Atheists are people who, whether they like it or not, have the law of God written on their hearts (Rom. 2:15). They are subject to the same laws of our country (and other countries), and they have a sense of right and wrong. They often work with people who are religious and have ethical standards, as well as non-believers who are don't, so they are exposed to all sorts of moral behavior. In addition, they often form their own moral standards based on what suits them. Besides, things like robbery, lying, stealing, etc., can get you imprisoned, so it is practical and logical for an atheist to be ethical and work within the norms of social behavior. However you want to look at it, atheists, generally, are honest, hardworking people.
Nevertheless, some Christians raise the question, "What is to prevent an atheist from murdering and stealing? After all, they have no fear of God and no absolute moral code." The answer is simple: Atheists are capable of governing their own moral behavior and getting along in society the same as anyone else.

So, it seems that my imagined moral decision-making is simply reading off “god’s” rules as written on my heart. Well, substitute ‘Light of Reason’ for ‘god[s]’ and I might agree.

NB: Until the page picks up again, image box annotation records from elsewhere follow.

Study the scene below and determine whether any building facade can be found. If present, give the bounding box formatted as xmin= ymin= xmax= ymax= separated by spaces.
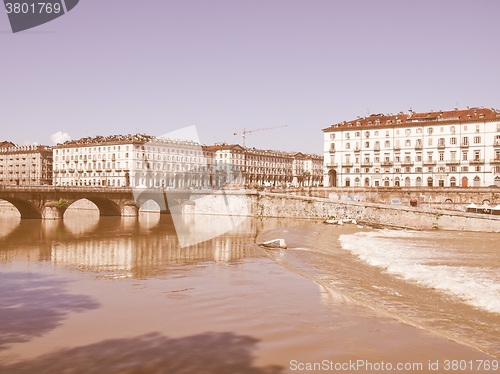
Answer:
xmin=208 ymin=144 xmax=323 ymax=187
xmin=53 ymin=134 xmax=209 ymax=188
xmin=0 ymin=142 xmax=52 ymax=186
xmin=53 ymin=134 xmax=323 ymax=188
xmin=323 ymin=108 xmax=500 ymax=187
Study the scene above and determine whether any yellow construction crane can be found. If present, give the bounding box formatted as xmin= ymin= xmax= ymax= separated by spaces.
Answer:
xmin=234 ymin=125 xmax=288 ymax=147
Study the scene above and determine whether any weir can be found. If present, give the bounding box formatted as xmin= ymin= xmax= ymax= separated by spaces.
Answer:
xmin=0 ymin=187 xmax=500 ymax=232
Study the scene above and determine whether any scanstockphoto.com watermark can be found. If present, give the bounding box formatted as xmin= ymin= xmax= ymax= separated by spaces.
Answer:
xmin=290 ymin=359 xmax=500 ymax=373
xmin=4 ymin=0 xmax=80 ymax=33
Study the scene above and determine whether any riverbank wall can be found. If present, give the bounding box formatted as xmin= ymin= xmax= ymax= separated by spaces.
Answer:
xmin=185 ymin=191 xmax=500 ymax=232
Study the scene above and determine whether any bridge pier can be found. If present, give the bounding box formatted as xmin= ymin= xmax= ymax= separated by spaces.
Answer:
xmin=120 ymin=201 xmax=139 ymax=217
xmin=42 ymin=200 xmax=66 ymax=219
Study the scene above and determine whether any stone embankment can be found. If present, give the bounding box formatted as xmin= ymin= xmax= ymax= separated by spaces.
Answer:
xmin=256 ymin=193 xmax=500 ymax=232
xmin=184 ymin=191 xmax=500 ymax=232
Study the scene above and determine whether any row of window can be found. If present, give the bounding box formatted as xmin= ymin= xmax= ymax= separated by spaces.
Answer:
xmin=330 ymin=122 xmax=500 ymax=140
xmin=344 ymin=176 xmax=500 ymax=187
xmin=340 ymin=150 xmax=500 ymax=164
xmin=330 ymin=135 xmax=500 ymax=151
xmin=343 ymin=165 xmax=492 ymax=174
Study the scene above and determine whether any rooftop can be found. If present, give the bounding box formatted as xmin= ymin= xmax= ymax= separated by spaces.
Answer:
xmin=323 ymin=107 xmax=500 ymax=132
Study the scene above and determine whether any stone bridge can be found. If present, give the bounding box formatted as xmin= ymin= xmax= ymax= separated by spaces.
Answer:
xmin=0 ymin=186 xmax=191 ymax=219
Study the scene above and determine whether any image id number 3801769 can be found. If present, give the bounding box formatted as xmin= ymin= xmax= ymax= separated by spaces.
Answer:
xmin=5 ymin=2 xmax=62 ymax=14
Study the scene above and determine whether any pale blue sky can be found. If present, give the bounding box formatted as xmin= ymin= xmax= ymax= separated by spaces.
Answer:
xmin=0 ymin=0 xmax=500 ymax=153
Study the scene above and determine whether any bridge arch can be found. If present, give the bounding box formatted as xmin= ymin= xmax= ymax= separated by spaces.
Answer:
xmin=66 ymin=197 xmax=121 ymax=216
xmin=3 ymin=198 xmax=42 ymax=219
xmin=139 ymin=199 xmax=161 ymax=213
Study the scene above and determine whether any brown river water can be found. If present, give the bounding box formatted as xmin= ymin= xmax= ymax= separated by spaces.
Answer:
xmin=0 ymin=203 xmax=500 ymax=374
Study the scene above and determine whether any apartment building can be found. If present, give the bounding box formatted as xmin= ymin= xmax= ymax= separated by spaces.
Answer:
xmin=209 ymin=143 xmax=323 ymax=187
xmin=53 ymin=134 xmax=210 ymax=188
xmin=323 ymin=108 xmax=500 ymax=187
xmin=0 ymin=141 xmax=52 ymax=186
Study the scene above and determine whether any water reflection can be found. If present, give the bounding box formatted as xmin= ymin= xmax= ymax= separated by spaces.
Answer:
xmin=0 ymin=211 xmax=304 ymax=277
xmin=50 ymin=215 xmax=262 ymax=277
xmin=0 ymin=272 xmax=99 ymax=350
xmin=0 ymin=332 xmax=284 ymax=374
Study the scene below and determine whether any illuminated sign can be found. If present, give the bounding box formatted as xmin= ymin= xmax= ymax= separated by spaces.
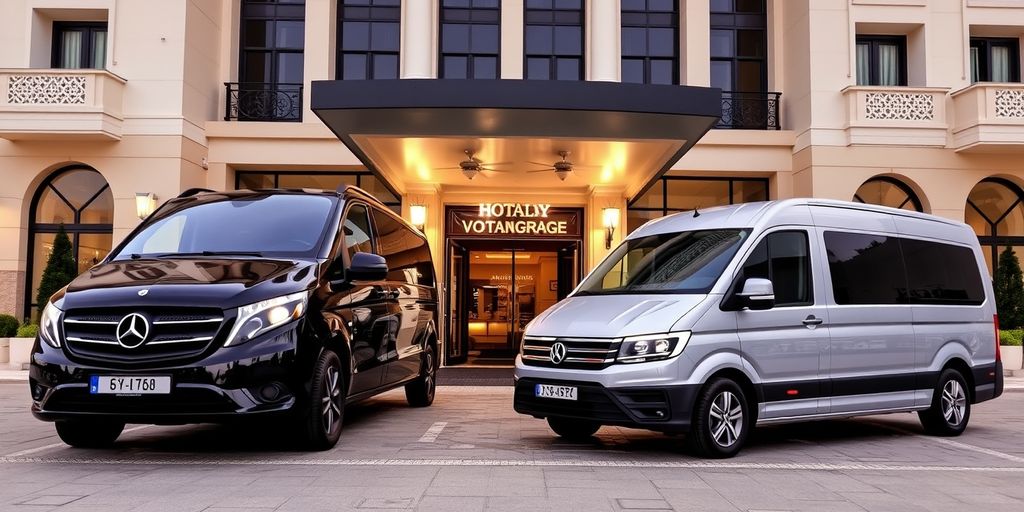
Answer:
xmin=447 ymin=203 xmax=582 ymax=238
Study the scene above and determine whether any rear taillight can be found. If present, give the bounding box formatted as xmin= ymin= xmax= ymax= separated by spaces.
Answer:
xmin=992 ymin=314 xmax=1002 ymax=362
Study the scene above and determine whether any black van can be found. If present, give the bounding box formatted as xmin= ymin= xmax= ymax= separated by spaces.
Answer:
xmin=30 ymin=187 xmax=438 ymax=450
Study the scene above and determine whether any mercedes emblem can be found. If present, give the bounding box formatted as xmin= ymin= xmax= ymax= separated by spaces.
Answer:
xmin=117 ymin=313 xmax=150 ymax=348
xmin=551 ymin=341 xmax=567 ymax=365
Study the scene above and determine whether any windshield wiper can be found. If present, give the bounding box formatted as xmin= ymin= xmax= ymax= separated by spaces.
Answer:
xmin=153 ymin=251 xmax=263 ymax=258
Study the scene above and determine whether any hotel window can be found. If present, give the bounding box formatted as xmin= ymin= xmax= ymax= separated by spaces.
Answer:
xmin=622 ymin=0 xmax=679 ymax=84
xmin=626 ymin=176 xmax=768 ymax=233
xmin=853 ymin=176 xmax=925 ymax=212
xmin=857 ymin=36 xmax=906 ymax=87
xmin=971 ymin=37 xmax=1021 ymax=83
xmin=337 ymin=0 xmax=401 ymax=80
xmin=234 ymin=171 xmax=401 ymax=215
xmin=711 ymin=0 xmax=768 ymax=92
xmin=51 ymin=22 xmax=106 ymax=70
xmin=525 ymin=0 xmax=584 ymax=80
xmin=438 ymin=0 xmax=502 ymax=79
xmin=965 ymin=178 xmax=1024 ymax=275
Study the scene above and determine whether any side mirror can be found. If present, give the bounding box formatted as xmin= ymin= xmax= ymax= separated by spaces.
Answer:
xmin=736 ymin=278 xmax=775 ymax=311
xmin=345 ymin=253 xmax=387 ymax=281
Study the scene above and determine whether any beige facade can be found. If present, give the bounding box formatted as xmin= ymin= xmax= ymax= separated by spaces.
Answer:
xmin=0 ymin=0 xmax=1024 ymax=327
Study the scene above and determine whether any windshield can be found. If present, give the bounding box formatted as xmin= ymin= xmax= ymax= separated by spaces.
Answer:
xmin=113 ymin=195 xmax=336 ymax=260
xmin=578 ymin=229 xmax=749 ymax=295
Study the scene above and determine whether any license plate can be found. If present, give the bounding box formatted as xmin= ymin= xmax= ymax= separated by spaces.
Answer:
xmin=89 ymin=375 xmax=171 ymax=394
xmin=534 ymin=384 xmax=577 ymax=400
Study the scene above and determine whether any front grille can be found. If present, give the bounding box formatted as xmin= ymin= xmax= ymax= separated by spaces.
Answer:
xmin=63 ymin=307 xmax=224 ymax=362
xmin=522 ymin=337 xmax=622 ymax=370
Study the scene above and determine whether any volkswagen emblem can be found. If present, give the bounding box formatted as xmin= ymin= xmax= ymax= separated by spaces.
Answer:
xmin=551 ymin=341 xmax=567 ymax=365
xmin=117 ymin=313 xmax=150 ymax=348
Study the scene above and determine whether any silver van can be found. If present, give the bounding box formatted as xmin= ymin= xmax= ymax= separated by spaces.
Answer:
xmin=514 ymin=199 xmax=1002 ymax=457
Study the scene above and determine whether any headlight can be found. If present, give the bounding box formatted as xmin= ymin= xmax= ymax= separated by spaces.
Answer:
xmin=39 ymin=302 xmax=62 ymax=348
xmin=616 ymin=331 xmax=690 ymax=362
xmin=224 ymin=292 xmax=309 ymax=347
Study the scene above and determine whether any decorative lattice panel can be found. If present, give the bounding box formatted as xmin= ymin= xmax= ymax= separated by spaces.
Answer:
xmin=864 ymin=92 xmax=935 ymax=121
xmin=7 ymin=75 xmax=85 ymax=104
xmin=995 ymin=89 xmax=1024 ymax=119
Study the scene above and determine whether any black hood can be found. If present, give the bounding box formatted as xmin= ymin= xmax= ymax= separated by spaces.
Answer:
xmin=53 ymin=258 xmax=318 ymax=310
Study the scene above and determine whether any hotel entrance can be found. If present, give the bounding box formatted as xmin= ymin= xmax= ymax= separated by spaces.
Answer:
xmin=445 ymin=203 xmax=583 ymax=366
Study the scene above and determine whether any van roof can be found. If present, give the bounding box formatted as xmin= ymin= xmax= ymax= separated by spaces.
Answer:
xmin=628 ymin=198 xmax=965 ymax=239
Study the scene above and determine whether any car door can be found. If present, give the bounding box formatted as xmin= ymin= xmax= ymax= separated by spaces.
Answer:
xmin=331 ymin=203 xmax=393 ymax=394
xmin=374 ymin=209 xmax=429 ymax=383
xmin=730 ymin=227 xmax=828 ymax=420
xmin=820 ymin=228 xmax=916 ymax=413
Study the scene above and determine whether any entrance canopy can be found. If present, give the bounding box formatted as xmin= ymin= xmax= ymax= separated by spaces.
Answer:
xmin=311 ymin=80 xmax=722 ymax=196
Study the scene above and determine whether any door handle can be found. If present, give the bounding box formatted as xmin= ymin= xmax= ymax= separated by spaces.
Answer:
xmin=804 ymin=314 xmax=825 ymax=327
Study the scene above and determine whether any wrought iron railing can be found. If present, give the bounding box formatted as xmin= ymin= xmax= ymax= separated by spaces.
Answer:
xmin=224 ymin=82 xmax=302 ymax=121
xmin=715 ymin=91 xmax=782 ymax=130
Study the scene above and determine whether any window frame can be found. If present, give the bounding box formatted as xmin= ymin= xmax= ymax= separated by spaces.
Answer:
xmin=854 ymin=34 xmax=907 ymax=87
xmin=970 ymin=36 xmax=1021 ymax=84
xmin=710 ymin=0 xmax=769 ymax=93
xmin=238 ymin=0 xmax=306 ymax=86
xmin=335 ymin=0 xmax=401 ymax=80
xmin=720 ymin=226 xmax=816 ymax=311
xmin=437 ymin=0 xmax=503 ymax=80
xmin=50 ymin=22 xmax=111 ymax=70
xmin=522 ymin=0 xmax=587 ymax=81
xmin=618 ymin=0 xmax=682 ymax=85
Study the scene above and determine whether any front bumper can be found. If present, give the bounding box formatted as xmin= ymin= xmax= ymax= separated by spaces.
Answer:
xmin=29 ymin=327 xmax=311 ymax=425
xmin=513 ymin=378 xmax=700 ymax=433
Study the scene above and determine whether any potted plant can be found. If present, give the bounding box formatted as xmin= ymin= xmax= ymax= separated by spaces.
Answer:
xmin=993 ymin=246 xmax=1024 ymax=370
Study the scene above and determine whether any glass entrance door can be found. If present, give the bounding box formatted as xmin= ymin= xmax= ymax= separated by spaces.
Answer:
xmin=445 ymin=241 xmax=580 ymax=366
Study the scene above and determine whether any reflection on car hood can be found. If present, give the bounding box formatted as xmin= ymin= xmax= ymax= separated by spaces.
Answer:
xmin=55 ymin=258 xmax=317 ymax=309
xmin=526 ymin=294 xmax=708 ymax=338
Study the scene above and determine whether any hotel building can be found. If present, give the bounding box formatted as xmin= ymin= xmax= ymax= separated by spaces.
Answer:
xmin=0 ymin=0 xmax=1024 ymax=365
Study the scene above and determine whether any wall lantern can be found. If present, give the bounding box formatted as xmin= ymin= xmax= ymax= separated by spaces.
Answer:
xmin=601 ymin=208 xmax=620 ymax=249
xmin=409 ymin=205 xmax=427 ymax=231
xmin=135 ymin=193 xmax=157 ymax=220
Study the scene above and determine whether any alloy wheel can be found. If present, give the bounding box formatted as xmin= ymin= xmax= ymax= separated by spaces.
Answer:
xmin=941 ymin=379 xmax=967 ymax=427
xmin=708 ymin=391 xmax=743 ymax=447
xmin=321 ymin=367 xmax=342 ymax=434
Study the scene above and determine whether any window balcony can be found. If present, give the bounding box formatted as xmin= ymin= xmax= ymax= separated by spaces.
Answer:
xmin=224 ymin=82 xmax=302 ymax=122
xmin=715 ymin=91 xmax=782 ymax=130
xmin=0 ymin=70 xmax=125 ymax=140
xmin=951 ymin=83 xmax=1024 ymax=153
xmin=843 ymin=86 xmax=949 ymax=147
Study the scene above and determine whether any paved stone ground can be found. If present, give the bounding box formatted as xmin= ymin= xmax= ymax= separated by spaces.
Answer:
xmin=0 ymin=383 xmax=1024 ymax=512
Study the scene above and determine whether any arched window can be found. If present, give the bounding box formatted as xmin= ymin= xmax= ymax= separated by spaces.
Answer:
xmin=965 ymin=178 xmax=1024 ymax=275
xmin=25 ymin=166 xmax=114 ymax=317
xmin=853 ymin=176 xmax=925 ymax=212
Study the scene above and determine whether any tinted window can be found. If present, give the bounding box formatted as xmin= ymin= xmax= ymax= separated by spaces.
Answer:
xmin=116 ymin=195 xmax=335 ymax=259
xmin=344 ymin=205 xmax=373 ymax=261
xmin=824 ymin=231 xmax=908 ymax=304
xmin=900 ymin=239 xmax=985 ymax=304
xmin=580 ymin=229 xmax=748 ymax=294
xmin=374 ymin=210 xmax=434 ymax=286
xmin=737 ymin=231 xmax=814 ymax=306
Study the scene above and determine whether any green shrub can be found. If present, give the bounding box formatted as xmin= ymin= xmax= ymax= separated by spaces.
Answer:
xmin=16 ymin=324 xmax=39 ymax=338
xmin=999 ymin=329 xmax=1024 ymax=347
xmin=0 ymin=314 xmax=22 ymax=338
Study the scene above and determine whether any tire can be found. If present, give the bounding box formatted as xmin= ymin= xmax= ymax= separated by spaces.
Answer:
xmin=548 ymin=417 xmax=601 ymax=441
xmin=406 ymin=343 xmax=437 ymax=408
xmin=918 ymin=368 xmax=971 ymax=437
xmin=687 ymin=378 xmax=753 ymax=459
xmin=299 ymin=350 xmax=348 ymax=451
xmin=53 ymin=420 xmax=125 ymax=449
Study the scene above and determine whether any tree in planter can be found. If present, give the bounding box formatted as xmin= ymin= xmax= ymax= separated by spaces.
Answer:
xmin=36 ymin=224 xmax=78 ymax=311
xmin=993 ymin=246 xmax=1024 ymax=329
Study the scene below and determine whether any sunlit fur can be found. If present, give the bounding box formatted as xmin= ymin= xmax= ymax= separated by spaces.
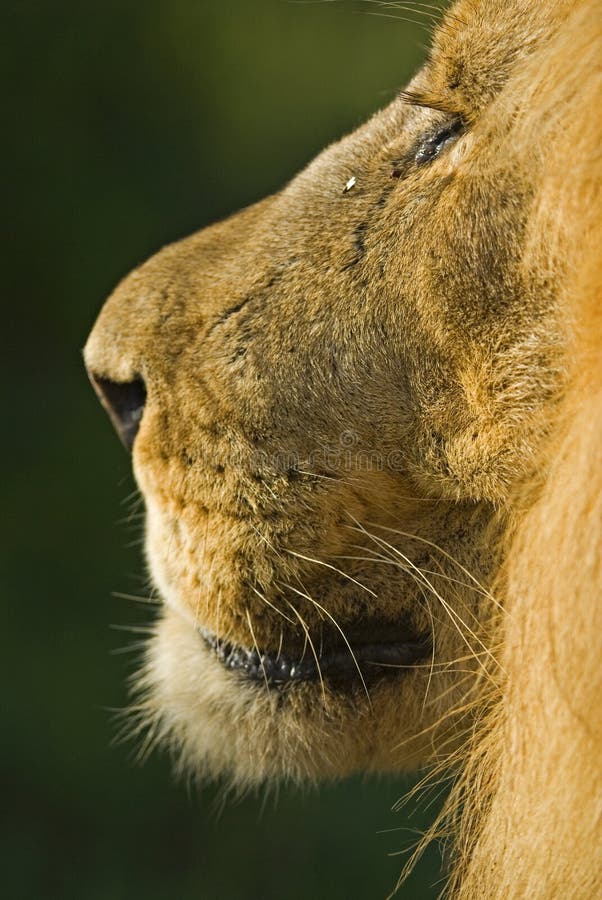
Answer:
xmin=86 ymin=0 xmax=602 ymax=900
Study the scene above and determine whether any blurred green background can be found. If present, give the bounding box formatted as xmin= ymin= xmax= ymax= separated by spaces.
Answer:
xmin=0 ymin=0 xmax=440 ymax=900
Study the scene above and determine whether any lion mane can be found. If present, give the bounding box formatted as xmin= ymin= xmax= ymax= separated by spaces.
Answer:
xmin=85 ymin=0 xmax=602 ymax=900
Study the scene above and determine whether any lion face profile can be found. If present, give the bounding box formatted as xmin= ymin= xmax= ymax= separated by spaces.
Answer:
xmin=85 ymin=0 xmax=599 ymax=892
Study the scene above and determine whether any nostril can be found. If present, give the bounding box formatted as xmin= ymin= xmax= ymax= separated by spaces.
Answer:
xmin=90 ymin=373 xmax=146 ymax=450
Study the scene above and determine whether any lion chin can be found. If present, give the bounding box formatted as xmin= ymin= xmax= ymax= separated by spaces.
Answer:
xmin=85 ymin=0 xmax=602 ymax=900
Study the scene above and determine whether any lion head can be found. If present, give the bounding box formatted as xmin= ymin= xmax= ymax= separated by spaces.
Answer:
xmin=85 ymin=0 xmax=592 ymax=808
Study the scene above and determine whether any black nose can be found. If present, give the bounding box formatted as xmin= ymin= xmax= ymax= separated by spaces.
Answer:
xmin=90 ymin=373 xmax=146 ymax=450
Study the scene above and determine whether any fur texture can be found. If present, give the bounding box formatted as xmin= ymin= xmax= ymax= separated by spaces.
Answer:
xmin=85 ymin=0 xmax=602 ymax=900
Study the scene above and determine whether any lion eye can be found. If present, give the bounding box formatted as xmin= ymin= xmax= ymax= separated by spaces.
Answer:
xmin=414 ymin=119 xmax=464 ymax=166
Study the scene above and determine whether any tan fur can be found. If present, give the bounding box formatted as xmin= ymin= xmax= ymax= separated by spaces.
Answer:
xmin=86 ymin=0 xmax=602 ymax=900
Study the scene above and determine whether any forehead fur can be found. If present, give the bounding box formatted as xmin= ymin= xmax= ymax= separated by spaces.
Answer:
xmin=416 ymin=0 xmax=575 ymax=122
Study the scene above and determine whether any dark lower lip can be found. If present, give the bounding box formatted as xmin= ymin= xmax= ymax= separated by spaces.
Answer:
xmin=199 ymin=629 xmax=431 ymax=687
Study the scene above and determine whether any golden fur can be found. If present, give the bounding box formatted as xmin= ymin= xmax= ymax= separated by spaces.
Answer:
xmin=86 ymin=0 xmax=602 ymax=900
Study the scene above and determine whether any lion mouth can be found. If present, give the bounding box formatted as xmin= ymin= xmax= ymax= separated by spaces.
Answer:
xmin=199 ymin=625 xmax=431 ymax=688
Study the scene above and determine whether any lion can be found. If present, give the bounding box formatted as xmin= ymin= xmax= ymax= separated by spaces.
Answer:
xmin=85 ymin=0 xmax=602 ymax=900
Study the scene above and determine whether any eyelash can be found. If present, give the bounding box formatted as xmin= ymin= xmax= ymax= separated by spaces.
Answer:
xmin=414 ymin=119 xmax=464 ymax=166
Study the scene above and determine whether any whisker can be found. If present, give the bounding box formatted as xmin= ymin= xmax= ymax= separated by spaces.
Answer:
xmin=284 ymin=584 xmax=372 ymax=708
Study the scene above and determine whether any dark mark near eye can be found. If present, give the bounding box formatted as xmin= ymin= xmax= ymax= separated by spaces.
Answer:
xmin=414 ymin=118 xmax=466 ymax=166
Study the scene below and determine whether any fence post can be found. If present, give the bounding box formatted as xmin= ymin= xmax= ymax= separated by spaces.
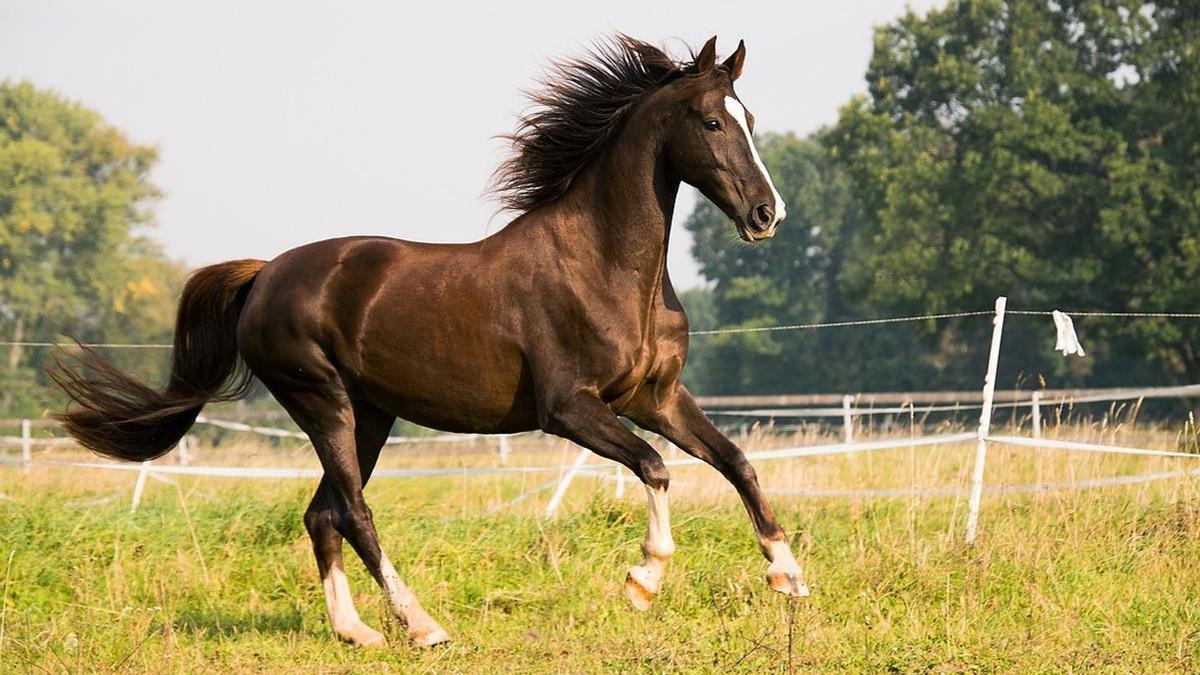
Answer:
xmin=130 ymin=462 xmax=149 ymax=513
xmin=20 ymin=419 xmax=34 ymax=473
xmin=500 ymin=434 xmax=509 ymax=466
xmin=1030 ymin=389 xmax=1042 ymax=438
xmin=175 ymin=434 xmax=191 ymax=466
xmin=841 ymin=394 xmax=854 ymax=443
xmin=967 ymin=295 xmax=1008 ymax=544
xmin=546 ymin=448 xmax=590 ymax=518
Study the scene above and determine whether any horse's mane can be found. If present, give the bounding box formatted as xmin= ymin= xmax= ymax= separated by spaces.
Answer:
xmin=492 ymin=34 xmax=695 ymax=211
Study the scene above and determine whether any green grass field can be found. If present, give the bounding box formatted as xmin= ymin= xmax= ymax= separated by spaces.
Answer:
xmin=0 ymin=426 xmax=1200 ymax=673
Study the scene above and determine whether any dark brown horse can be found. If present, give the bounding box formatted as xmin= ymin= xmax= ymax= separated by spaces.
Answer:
xmin=54 ymin=36 xmax=808 ymax=645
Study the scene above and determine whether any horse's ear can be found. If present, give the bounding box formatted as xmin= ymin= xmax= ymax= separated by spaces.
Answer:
xmin=696 ymin=35 xmax=716 ymax=73
xmin=721 ymin=40 xmax=746 ymax=80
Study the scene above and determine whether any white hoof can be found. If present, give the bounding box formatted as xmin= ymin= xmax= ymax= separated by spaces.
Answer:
xmin=767 ymin=565 xmax=809 ymax=598
xmin=335 ymin=621 xmax=388 ymax=647
xmin=625 ymin=565 xmax=659 ymax=611
xmin=410 ymin=626 xmax=450 ymax=647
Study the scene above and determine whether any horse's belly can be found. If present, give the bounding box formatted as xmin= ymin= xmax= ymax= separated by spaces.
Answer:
xmin=348 ymin=341 xmax=538 ymax=434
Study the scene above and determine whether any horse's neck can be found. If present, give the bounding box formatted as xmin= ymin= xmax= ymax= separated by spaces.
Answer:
xmin=563 ymin=120 xmax=679 ymax=289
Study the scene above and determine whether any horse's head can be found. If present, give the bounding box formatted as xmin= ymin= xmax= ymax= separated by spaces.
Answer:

Reference is made, in defense of my capacity to be ethical, to my need to meet social norms and have a ‘nice’ life. I don’t object to that ‘defense,’ as far as it goes. But, I do object to the implication that I will shift my conduct and character according to what is advantageous to me or according to what my particular society decrees through its laws. The implication is that non-theists cannot act on principle. This is false. With no belief in a supernatural creator or other supernatural beings, I do act contrary to my self-interest, even contrary to the interests of those I love. Principled conduct is not the private domain of the theist. Indeed, we non-theists have to be rather careful about our selection of principles, precisely because to fail to meet them is to fail our own rationally scrutinized aspirations – not simply to annoy a deity.